Ed's Blog: March 2013

Monday, 25 March 2013

John Cummings begins work as Wikimedian in Residence at Natural History Museum and Science Museum

John Cummings radio interview

Reposted from the Wikimedia UK Blog:John Cummings begins work as Wikimedian in Residence

Wikimedia UK is very happy to report that John Cummings, a long-standing and well known Wikimedian, has begun his work as Wikimedian in Residence at the Science Museum and Natural History Museum.

This is a ground-breaking partnership between two of the UK’s most prestigious cultural institutions and the charity that promotes and supports Wikipedia and Wikimedia projects in the UK. His role with the museums will last for four months.

John said: “It’s a real privilege to work with institutions with such important places in the history and public understanding of science. I hope I will be able to help the museums in their goals.”

John is the co-founder and project leader for MonmouthpediA and Gibraltarpedia, the world’s first Wikipedia town and city, and he is a Wikimedia UK accredited trainer for communities and institutions.

He is also technical lead for Leaderwiki, a collaborative education resource for emerging leaders from all over the world who want to make a positive contribution in their communities.

John will be working with myself and the rest of the Biodiversity Informatics team at the NHM, as well as other staff from the across the museum. You can see what's happening here.

Saturday, 23 March 2013

Re-inventing the wheel: do we need a common infrastructure for museum digital?

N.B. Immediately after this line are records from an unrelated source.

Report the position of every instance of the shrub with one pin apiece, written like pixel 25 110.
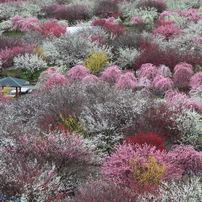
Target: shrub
pixel 111 74
pixel 168 31
pixel 24 25
pixel 149 138
pixel 105 9
pixel 43 167
pixel 110 25
pixel 187 158
pixel 51 28
pixel 102 190
pixel 159 5
pixel 77 73
pixel 149 71
pixel 162 84
pixel 164 70
pixel 151 173
pixel 29 63
pixel 182 75
pixel 196 80
pixel 55 79
pixel 119 169
pixel 157 119
pixel 127 80
pixel 96 61
pixel 169 57
pixel 71 123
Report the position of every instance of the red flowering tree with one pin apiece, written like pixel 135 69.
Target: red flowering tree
pixel 196 80
pixel 110 25
pixel 149 71
pixel 55 79
pixel 51 28
pixel 77 73
pixel 146 137
pixel 127 80
pixel 111 74
pixel 119 166
pixel 162 84
pixel 168 30
pixel 182 75
pixel 24 25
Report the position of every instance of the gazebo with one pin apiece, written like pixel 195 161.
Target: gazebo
pixel 13 82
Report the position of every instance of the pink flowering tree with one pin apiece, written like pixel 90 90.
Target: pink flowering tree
pixel 118 167
pixel 24 24
pixel 45 167
pixel 110 25
pixel 127 80
pixel 56 79
pixel 168 31
pixel 148 71
pixel 196 81
pixel 51 28
pixel 194 105
pixel 182 75
pixel 162 84
pixel 187 158
pixel 164 70
pixel 90 77
pixel 77 73
pixel 111 74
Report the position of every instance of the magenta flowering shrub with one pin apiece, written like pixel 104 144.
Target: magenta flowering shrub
pixel 182 75
pixel 24 24
pixel 63 12
pixel 77 73
pixel 106 9
pixel 196 80
pixel 162 84
pixel 191 14
pixel 174 97
pixel 160 6
pixel 127 80
pixel 56 79
pixel 44 167
pixel 7 54
pixel 111 74
pixel 102 190
pixel 168 31
pixel 110 25
pixel 91 78
pixel 194 105
pixel 187 158
pixel 144 82
pixel 51 28
pixel 164 70
pixel 149 71
pixel 117 167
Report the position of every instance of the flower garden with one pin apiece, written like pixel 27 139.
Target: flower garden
pixel 117 113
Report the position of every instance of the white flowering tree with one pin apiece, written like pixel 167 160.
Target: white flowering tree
pixel 29 63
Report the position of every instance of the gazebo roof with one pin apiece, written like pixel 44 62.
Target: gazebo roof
pixel 13 82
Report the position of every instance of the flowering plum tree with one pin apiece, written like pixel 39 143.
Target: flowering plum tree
pixel 127 80
pixel 110 25
pixel 111 74
pixel 149 71
pixel 196 80
pixel 162 84
pixel 77 73
pixel 24 25
pixel 182 75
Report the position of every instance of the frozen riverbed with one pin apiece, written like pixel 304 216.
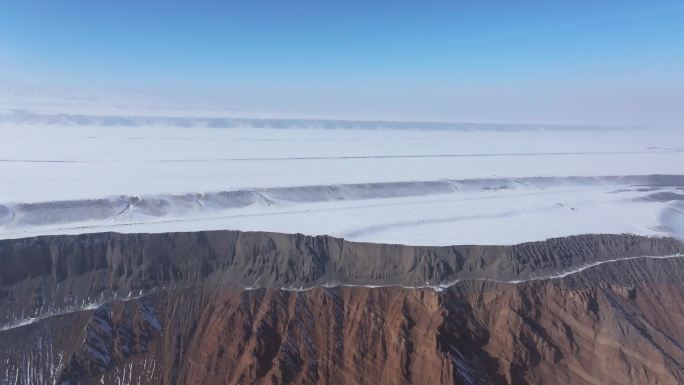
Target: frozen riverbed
pixel 412 183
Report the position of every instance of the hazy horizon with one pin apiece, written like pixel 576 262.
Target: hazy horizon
pixel 612 63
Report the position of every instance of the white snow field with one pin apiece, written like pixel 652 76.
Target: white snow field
pixel 396 182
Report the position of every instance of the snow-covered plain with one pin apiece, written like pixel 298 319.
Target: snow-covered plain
pixel 410 183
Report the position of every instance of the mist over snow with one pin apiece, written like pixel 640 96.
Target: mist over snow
pixel 428 183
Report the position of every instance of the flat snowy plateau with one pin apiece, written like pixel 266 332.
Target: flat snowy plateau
pixel 390 182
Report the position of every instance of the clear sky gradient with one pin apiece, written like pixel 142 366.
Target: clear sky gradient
pixel 611 62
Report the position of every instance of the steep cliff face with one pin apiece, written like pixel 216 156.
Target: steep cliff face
pixel 177 309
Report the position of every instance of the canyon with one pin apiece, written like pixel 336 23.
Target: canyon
pixel 229 307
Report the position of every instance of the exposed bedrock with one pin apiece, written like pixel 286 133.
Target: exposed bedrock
pixel 57 271
pixel 184 308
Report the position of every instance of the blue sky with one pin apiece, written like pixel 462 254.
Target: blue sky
pixel 583 61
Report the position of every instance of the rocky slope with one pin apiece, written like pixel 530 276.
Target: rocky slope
pixel 240 308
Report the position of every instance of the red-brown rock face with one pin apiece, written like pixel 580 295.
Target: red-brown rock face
pixel 620 322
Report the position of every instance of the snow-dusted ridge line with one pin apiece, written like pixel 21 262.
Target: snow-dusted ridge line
pixel 533 277
pixel 438 288
pixel 84 306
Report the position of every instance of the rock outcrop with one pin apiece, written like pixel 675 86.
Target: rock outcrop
pixel 259 308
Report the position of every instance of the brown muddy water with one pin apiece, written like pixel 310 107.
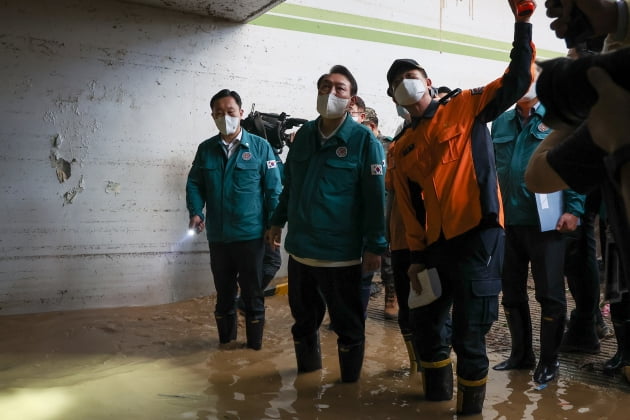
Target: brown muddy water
pixel 164 362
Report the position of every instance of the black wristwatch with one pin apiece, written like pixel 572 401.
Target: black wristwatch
pixel 616 160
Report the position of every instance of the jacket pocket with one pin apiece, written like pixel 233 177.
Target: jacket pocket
pixel 450 147
pixel 339 177
pixel 247 176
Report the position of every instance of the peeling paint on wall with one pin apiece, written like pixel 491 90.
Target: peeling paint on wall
pixel 69 196
pixel 63 168
pixel 112 187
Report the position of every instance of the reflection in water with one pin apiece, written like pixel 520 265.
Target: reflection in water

Over the last few years (since around the eBiosphere conference) I have several times put together slides detailing the 'Informatics Landscape' of biological collections (there's an example here) and the ecosystem of projects that it, in some way, supports. Over the years projects have been and gone, and the informatics community has coalesced around a number of projects and initiatives: Biodiversity Heritage Library for legacy literature, GBIF for specimen and observational records, Encyclopedia of Life as an aggregator for the public, Scratchpads a platform for virtual research and data sharing.

In a recent Guardian piece (Digital pro bono: time for cultural giants to offer their services) and an earlier blog post (Wouldn’t it be cool if … ) Oonagh Murphy suggests that big cultural institutions could give some of their time to help smaller cultural institutions with their web presence. This is an idea, and would no doubt have a positive impact on the sector as a whole, but should we be looking more towards the biodiversity informatics community? Would it not be better to spend this time developing a shared, open, infrastructure of online tools that smaller museums, and perhaps even larger ones, could use?

If this was the case then we could create an environment for shared development. The cost of developing some piece of functionality could be spread amongst the museums who need it, at a reduced cost to each, and then freely shared with the rest of the community. Other institutions might realise they can tweak it for a different purpose, or develop it further to meet their own needs. It would be possible to create a new ecosystem of collaboration.

This could potentially be a similar model to the Scratchpads - take an existing project (in that case Drupal) which deals with much of the basics - and build on top of it a more specific set of tools that are of use to the cultural community. Some of these enhancements, if they are generic enough, can be released back to the Drupal community for other people to use in their many and diverse projects.

The advantage of this model is that things only need to be done once: develop mobile support and everybody using the platform has mobile support. Individual projects (sites) can brand their content as they wish and still make use of pooled resources and development.

Tuesday, 19 March 2013

Visualising an archive: Walter Rothschild's correspondence

Rothschild with his famed zebra (Equus burchelli) carriage, which he drove to Buckingham Palace to demonstrate the tame character of Zebras to the public

As part of exploring possibilities for the Wikipedian in Residence project (more on this very soon) we were given some example data from the NHM archive catalogue relating to the correspondence of Walter Rothschild to see what potential there might be for digitisation and semantic linking of content. Having data with locality and time information means only one thing: time to dig out CartoDB and Torque!

Some background to the correspondence from the Tring Museum:

Tring Museum was a natural history museum owned by Walter, later 2^nd Baron Rothschild, and which was donated to the Natural History museum in 1936. It had been open to public since 1892. A large amount of papers, particularly letters from Walter were destroyed, so this correspondence is largely all that remains of the history of that museum.

This series is mostly letters to Walter and / or his curators Ernst Hartert and Karl Jordan, and is a fascinating collection with a wealth of information. Not only scientifically and historically
from the ornithologists and entomologists who wrote to Tring, but historically from the various institutions around the world, and also the economic history of the business of natural history, from the dealers, publishers and booksellers. There is also important social history to be studied about Tring Museum's relationship with local people and businesses, who visited, and were employed by the Museum. The largest part relates to collectors, writing from all over the world about the expeditions they’re on and the specimens they are collecting for the museum – writing sometimes from war zones, during revolutions and uprisings, and from jungles and deserts.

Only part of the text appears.